The first step in analyzing the data derived from the questionnaire was to evaluate the average values of explicit importance for each factor, considering first the total sample of respondents and then the individual categories of respondents. The average importance values obtained in this way are shown in Table 4.
As described in Section 2.1, the implicit importance was calculated using CATREG-type optimal scaling regression. In particular, zero-order correlations were considered, i.e., those between the transformed independent variables and the transformed dependent variable. The implicit importance values obtained in this way are listed in Table 5.

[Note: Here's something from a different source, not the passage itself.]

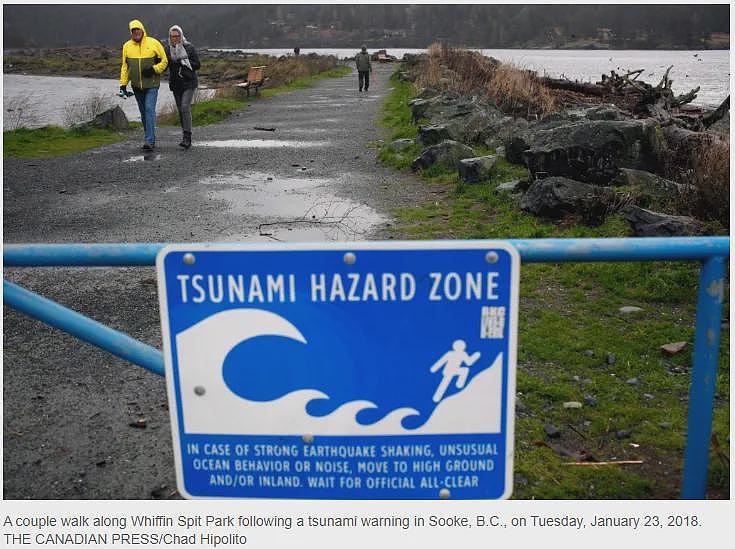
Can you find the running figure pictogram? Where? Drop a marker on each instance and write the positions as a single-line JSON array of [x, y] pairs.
[[452, 362]]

3.3. Factors Classification Based on IG

Once the explicit importance and implicit importance values are known, it is possible to classify the factors that may influence users’ decision to walk, identified in Table 1, using importance grids (IG), according to the theory of three factors. The average values of the two importance factors were used to classify the 4 quadrants of the importance grid. The aspects judged by respondents as important performance factors fall in the upper right quadrant; in the lower right quadrant there are the aspects considered basic factors; the aspects judged to be unimportant performance factors fall in the lower left quadrant and the aspects considered excitation factors are found in the upper left quadrant. The following figures show the importance grids for each user category considered.
Figure 2 shows that about 80% of the factors considered fell into the quadrants representing the performance factors, with the important performance factors minimally outweighing the unimportant factors. Among the performance factors, good artificial lighting system of the path (C7) and the high artistic/landscape value of the streetscape (A2) were the most important for the entire sample. On the other hand, the least relevant aspect is the reduced slope of the path (PC4). Only three aspects are classified as basic factors and two are excitement factors.
The distribution of points on IG reflects a pronounced linear relationship between the explicit importance and implicit importance scores for all factors. This means that there are no points near the vertices top left (excitement factors) and bottom right (basic factors). Therefore, no factor was perceived as particularly exciting, and none meant highly expected by users (basic factors).
Even for the items that characterize the user category “gender”, the majority of factors (83%) fall into the quadrants that represent the “Performance Factors” (Figure 3). Moreover, similar to IG for the whole sample, there are linear relationships between the explicit and implicit importance scores for all factors in both graphs. In addition, the absence of points near the outer corners of the quadrants is noted in both the lower right and upper left.
Figure 4 shows the importance grids (IG) for the four items in the “age” category. Respondents in age group 3 (>65 years) indicate the highest number of important performance factors and no basic factors. In addition, the unimportant performance factors for this user category do not follow the typical linear trend. In other words, this suggests that these users lack a true awareness of the factors that fall in the lower left quadrant.

4. Discussion

The following subsections discuss the classifications within the three factors identified as influential on users’ willingness to walk, divided into the four main categories (Physical Characteristics, Comfort, Safety, and Attractiveness) into which they were categorized.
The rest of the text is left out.